A 50 years on documentary still considered to be the best documentary on the Great War ever made and littered throughout with interviews with men who had participated in the various actions who gave their first hand accounts - first hand accounts that were at total variance to the feelings expressed by anonymous GUEST's relative. He asked what the people who took part in the Great War thought - I directed him to the documentary.

"Ask the people who would have said "where is the RAF" while on the beaches what they would say after seeing an account of the full story.

And when do you think that they would have got that story? How long after the event? My take on it would be quite a long time after as the british Government in June 1940 would not be too keen on advertising how many fighter aircraft and pilots they had lost to the enemy.

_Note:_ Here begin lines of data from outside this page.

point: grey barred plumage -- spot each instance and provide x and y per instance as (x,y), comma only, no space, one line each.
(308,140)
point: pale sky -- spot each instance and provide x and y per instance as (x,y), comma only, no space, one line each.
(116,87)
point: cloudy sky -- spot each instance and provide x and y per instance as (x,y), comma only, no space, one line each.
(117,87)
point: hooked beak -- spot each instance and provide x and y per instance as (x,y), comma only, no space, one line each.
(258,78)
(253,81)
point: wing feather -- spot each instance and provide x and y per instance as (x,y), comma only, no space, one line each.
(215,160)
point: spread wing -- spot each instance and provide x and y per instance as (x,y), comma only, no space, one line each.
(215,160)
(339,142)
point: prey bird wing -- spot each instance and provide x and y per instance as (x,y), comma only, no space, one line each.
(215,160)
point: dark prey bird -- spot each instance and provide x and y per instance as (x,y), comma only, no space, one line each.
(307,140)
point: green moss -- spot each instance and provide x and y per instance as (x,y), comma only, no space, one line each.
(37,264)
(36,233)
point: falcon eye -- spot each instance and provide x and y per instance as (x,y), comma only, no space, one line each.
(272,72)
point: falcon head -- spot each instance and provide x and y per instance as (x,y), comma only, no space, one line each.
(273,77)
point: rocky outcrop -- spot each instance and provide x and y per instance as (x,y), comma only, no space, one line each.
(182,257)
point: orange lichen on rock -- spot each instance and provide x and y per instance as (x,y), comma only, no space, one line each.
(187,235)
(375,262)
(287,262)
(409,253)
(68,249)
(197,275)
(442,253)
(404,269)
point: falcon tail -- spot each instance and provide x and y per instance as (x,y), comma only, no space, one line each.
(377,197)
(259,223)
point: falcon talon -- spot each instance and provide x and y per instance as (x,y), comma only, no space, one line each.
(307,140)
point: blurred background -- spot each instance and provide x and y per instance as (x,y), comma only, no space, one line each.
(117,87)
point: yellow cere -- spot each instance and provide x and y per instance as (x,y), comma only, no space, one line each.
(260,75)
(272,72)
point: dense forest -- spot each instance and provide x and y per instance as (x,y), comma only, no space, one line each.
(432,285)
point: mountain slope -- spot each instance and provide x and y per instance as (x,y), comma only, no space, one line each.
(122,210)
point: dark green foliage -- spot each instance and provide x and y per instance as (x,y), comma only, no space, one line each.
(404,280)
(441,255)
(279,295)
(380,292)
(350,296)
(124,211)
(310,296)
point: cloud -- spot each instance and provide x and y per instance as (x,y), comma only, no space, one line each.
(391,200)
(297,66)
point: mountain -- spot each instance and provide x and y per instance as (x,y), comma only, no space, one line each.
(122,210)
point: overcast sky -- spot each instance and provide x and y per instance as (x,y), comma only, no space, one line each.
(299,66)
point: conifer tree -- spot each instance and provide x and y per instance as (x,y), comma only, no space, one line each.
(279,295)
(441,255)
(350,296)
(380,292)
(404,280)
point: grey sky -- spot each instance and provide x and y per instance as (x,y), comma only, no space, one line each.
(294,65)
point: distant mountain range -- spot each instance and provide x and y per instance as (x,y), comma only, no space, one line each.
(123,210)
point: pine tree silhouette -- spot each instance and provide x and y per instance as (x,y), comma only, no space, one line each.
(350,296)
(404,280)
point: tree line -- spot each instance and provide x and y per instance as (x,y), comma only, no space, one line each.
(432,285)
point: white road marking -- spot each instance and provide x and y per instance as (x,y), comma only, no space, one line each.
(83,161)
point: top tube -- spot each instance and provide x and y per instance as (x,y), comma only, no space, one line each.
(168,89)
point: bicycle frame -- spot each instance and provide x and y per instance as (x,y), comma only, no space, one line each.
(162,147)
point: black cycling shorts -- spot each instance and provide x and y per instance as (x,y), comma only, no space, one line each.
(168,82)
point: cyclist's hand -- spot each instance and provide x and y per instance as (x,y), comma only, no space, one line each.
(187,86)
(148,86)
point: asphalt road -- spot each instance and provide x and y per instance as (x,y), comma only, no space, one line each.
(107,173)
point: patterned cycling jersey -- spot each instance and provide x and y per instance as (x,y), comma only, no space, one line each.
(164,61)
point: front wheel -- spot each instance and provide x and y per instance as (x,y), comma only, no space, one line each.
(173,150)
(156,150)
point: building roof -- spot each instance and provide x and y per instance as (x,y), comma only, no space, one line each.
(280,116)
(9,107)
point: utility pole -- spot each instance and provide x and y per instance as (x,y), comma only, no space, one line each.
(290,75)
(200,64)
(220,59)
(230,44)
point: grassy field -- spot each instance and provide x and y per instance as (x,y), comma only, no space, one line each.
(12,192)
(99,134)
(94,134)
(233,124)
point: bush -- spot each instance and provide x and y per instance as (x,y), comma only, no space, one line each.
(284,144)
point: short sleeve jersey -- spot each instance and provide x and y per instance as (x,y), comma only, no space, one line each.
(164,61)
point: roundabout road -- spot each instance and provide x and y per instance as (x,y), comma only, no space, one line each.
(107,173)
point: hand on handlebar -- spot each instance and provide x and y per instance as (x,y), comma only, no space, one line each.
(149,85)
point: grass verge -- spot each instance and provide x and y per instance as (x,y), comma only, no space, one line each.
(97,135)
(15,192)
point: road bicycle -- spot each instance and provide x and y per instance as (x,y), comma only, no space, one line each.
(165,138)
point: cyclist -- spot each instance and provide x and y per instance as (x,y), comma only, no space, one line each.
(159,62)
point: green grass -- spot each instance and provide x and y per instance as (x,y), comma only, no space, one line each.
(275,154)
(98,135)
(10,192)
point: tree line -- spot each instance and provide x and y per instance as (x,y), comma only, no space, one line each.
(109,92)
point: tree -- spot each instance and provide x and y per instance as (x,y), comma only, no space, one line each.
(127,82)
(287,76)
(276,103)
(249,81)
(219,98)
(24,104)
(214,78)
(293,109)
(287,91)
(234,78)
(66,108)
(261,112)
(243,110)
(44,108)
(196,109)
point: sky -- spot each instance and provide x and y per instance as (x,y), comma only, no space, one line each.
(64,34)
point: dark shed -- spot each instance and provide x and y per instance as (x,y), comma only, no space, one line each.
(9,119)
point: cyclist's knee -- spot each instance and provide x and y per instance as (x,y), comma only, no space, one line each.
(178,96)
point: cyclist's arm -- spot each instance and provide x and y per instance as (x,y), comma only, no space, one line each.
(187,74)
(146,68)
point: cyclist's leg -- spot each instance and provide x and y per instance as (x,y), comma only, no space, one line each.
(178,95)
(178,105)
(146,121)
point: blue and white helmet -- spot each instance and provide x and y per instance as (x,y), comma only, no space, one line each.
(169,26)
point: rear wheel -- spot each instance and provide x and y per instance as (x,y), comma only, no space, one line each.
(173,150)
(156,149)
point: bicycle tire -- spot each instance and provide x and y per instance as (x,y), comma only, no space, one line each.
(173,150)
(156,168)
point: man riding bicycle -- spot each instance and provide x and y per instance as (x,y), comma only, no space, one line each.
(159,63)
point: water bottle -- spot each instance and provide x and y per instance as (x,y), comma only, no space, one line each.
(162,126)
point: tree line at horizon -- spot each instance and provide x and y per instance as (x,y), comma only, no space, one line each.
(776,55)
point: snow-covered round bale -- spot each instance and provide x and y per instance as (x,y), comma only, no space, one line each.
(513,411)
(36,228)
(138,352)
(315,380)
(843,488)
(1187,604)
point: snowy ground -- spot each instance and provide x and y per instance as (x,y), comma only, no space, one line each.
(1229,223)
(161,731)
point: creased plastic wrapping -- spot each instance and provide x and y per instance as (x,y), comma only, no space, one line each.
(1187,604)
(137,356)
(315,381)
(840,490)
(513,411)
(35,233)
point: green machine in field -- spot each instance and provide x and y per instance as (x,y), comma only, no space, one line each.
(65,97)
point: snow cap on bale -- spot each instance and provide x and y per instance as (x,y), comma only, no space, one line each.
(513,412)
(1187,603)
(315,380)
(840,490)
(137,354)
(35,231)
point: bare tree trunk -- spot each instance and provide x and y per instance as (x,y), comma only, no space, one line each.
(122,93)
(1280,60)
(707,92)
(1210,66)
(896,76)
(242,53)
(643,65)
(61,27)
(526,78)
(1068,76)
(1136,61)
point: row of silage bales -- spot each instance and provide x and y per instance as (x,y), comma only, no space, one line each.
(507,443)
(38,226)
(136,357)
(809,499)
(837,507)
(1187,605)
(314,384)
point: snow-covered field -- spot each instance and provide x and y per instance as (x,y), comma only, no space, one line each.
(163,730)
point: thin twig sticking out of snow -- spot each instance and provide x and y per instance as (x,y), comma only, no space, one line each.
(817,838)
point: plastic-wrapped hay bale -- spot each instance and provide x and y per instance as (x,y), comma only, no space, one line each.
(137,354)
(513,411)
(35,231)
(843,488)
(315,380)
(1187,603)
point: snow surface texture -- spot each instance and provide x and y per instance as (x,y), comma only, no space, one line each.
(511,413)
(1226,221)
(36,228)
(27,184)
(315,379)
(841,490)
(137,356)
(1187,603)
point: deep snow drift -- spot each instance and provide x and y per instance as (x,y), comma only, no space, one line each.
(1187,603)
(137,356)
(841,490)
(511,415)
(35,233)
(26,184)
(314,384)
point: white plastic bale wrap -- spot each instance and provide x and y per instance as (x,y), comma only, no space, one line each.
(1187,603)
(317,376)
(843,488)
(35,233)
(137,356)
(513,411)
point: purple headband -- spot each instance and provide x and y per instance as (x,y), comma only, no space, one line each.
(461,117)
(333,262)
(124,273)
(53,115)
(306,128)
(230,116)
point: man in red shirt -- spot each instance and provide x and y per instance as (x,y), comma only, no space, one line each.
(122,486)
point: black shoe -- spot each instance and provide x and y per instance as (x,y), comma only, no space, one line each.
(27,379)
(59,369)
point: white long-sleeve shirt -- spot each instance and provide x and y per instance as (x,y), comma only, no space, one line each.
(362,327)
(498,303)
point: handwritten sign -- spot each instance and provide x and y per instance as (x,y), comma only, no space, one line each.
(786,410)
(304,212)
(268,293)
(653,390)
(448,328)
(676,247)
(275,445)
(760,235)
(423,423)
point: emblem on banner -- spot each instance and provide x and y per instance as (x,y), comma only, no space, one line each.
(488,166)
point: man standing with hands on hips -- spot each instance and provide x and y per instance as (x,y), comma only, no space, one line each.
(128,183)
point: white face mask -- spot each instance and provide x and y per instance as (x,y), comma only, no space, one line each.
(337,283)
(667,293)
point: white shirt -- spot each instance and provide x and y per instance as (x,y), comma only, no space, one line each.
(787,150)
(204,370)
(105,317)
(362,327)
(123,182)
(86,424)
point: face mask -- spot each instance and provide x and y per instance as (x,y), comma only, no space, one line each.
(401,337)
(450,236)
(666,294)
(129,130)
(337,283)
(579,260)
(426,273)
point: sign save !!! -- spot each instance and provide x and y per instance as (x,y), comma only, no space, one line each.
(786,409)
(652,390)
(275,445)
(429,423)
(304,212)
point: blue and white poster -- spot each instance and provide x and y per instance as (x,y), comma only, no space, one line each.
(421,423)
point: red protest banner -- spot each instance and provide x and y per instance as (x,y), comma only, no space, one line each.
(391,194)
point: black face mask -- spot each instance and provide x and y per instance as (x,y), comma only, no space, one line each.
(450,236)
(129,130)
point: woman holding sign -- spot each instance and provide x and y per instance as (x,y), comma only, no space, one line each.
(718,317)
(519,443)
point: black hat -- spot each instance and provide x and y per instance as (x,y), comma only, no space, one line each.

"Ask the soldiers interviewed by 'embedded' reporters during the Falkland's conflict who complained about the lack of air support when being bombed what they would say afterwards they knew how the Harriers were being used."

In the Falklands the ground troops exposure to aerial attack was extremely slight, Argentine air attacks concentrated more on anti-shipping strikes. The most serious incident being the attacks on the Sir Galahad and Sir Tristrum - Had the Officers commanding the Household Troops embarked on those vessels followed the advice given them by their Royal Marine Amphibious Warfare Liaison Officer then there would have been no losses at all in Bluff Cove. All through the Falklands War the troops on the ground knew that if they called in for ground support (Fast Jet or NGS) they got it. Over half of the Argentine ground attack aircraft were taken out on the ground and they played little or no part in the battle.